Politics from the Palouse to Puget Sound

Wednesday, June 28, 2006

"Market determines living wage, not city"

One of the more sensible editorials lately appeared in last Saturday's Moscow-Pullman Daily News:
Taxpayers expect their elected officials to be efficient when it comes to how their money is spent. They don’t expect government to become surrogate parents to local businesses.

Yet that’s the role the Moscow City Council is poised to assume if it continues with plans to implement, a “living wage” ordinance for all its employees and those companies that choose to do business with the city.
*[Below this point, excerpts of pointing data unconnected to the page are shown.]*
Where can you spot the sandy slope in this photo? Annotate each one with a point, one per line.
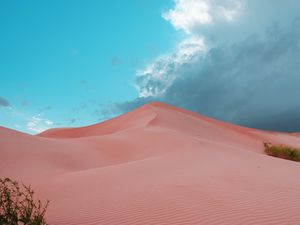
(157, 165)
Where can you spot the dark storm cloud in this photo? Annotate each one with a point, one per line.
(4, 102)
(254, 82)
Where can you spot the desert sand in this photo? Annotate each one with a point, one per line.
(156, 165)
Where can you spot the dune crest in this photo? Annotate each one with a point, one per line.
(156, 165)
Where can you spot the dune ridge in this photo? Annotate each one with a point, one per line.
(156, 165)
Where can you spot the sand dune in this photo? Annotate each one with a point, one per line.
(156, 165)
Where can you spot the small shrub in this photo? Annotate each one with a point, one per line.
(17, 205)
(282, 151)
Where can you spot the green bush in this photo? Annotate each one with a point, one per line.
(17, 205)
(282, 151)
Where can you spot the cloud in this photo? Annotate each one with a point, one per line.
(4, 102)
(157, 76)
(38, 124)
(189, 15)
(244, 76)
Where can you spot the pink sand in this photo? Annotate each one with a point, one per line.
(156, 165)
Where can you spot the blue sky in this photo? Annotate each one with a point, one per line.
(73, 63)
(61, 61)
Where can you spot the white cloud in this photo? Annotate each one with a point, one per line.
(38, 124)
(189, 15)
(156, 77)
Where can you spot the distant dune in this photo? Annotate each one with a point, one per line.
(156, 165)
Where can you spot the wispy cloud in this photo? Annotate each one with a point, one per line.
(157, 76)
(248, 72)
(38, 124)
(189, 15)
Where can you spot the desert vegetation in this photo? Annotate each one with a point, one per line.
(18, 206)
(282, 151)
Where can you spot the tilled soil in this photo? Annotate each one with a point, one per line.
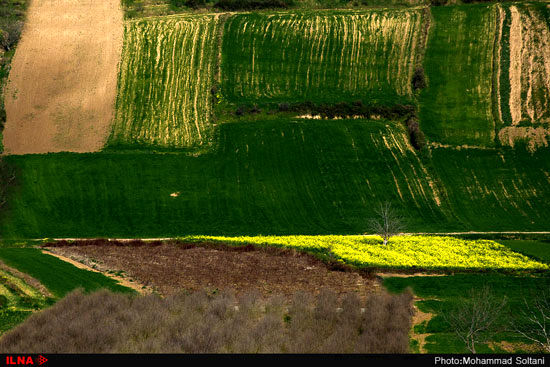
(62, 86)
(170, 268)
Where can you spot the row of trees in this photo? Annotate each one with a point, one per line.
(477, 318)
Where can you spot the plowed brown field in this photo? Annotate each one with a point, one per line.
(62, 87)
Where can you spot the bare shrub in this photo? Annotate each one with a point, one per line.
(476, 318)
(533, 321)
(387, 222)
(202, 322)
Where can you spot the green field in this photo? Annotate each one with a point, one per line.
(278, 176)
(19, 299)
(58, 276)
(320, 56)
(168, 68)
(441, 294)
(533, 248)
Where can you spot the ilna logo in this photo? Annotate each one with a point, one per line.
(25, 360)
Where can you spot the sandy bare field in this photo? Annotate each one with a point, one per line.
(62, 86)
(170, 268)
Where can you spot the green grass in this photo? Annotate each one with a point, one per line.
(278, 176)
(56, 275)
(443, 293)
(319, 56)
(536, 249)
(456, 106)
(166, 73)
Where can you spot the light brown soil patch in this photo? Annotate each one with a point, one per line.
(85, 263)
(419, 318)
(169, 268)
(27, 279)
(62, 86)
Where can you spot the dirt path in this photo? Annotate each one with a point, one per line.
(62, 86)
(81, 264)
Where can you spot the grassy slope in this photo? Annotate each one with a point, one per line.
(18, 300)
(456, 107)
(274, 176)
(277, 177)
(496, 189)
(441, 294)
(320, 56)
(166, 74)
(56, 275)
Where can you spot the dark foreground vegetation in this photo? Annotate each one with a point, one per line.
(506, 313)
(104, 322)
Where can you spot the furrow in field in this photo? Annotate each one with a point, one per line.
(322, 58)
(167, 72)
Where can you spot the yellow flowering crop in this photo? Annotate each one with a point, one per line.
(427, 252)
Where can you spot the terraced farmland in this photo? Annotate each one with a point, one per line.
(277, 176)
(167, 70)
(456, 108)
(320, 56)
(18, 298)
(524, 76)
(273, 176)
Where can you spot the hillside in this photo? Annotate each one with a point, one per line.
(217, 127)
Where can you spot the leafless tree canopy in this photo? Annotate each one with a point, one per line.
(104, 322)
(475, 318)
(387, 222)
(533, 321)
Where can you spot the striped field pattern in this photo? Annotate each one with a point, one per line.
(167, 71)
(320, 57)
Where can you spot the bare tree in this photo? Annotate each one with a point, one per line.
(387, 222)
(533, 321)
(475, 319)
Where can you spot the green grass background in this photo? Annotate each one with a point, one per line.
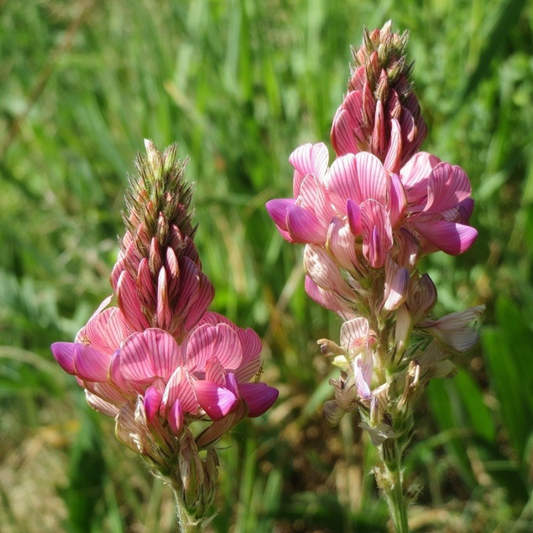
(239, 84)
Let’s be clear. We’re not talking about minimum wage. That hourly rate is set by the federal government, and states have the option of increasing it. The minimum wage is meant to serve as a floor for wages, a line that employers can’t drop beneath lest they be labeled as exploiting their workers.

What the city is considering is a more ambitious number. It’s a wage that, according to statistics provided by someone, somewhere, would support an individual and his/her dependents.

No one within the City Council’s Administrative Committee, which is considering the proposal, has yet to attach an actual dollar amount that would define a living wage. But the ordinance under consideration does extend the city’s living wage beyond the realm of its own employees.

Companies that contract with the city would have to meet the same requirement.

Those in city government have a difficult task when it comes to employment.

They have to balance the need to pay workers a competitive wage with the recognition they’re using someone else’s money. It’s a high-wire act under the best of circumstance.

The living wage ordinance gives that wire a rigorous shake and sends taxpayers tumbling.

If those who contract with the city have to meet living wage requirements, the companies are not going to smile and eat the extra expenses long term. Those costs will be added to the next bid, and taxpayers will foot the bill.

The proposal also puts the city into a role that’s best played without the government. The wages that an individual earns are negotiated between that person and the prospective employer. If the person doesn’t like the dollars that are on the table, they go somewhere else. If an employer doesn’t like the pool of candidates — or lack thereof — the employer raises the wages to attract better people.

Overall, this system has worked well without the Moscow City Council joining the fray.

It’s safe to assume it will continue to work once the council drops the living wage proposal.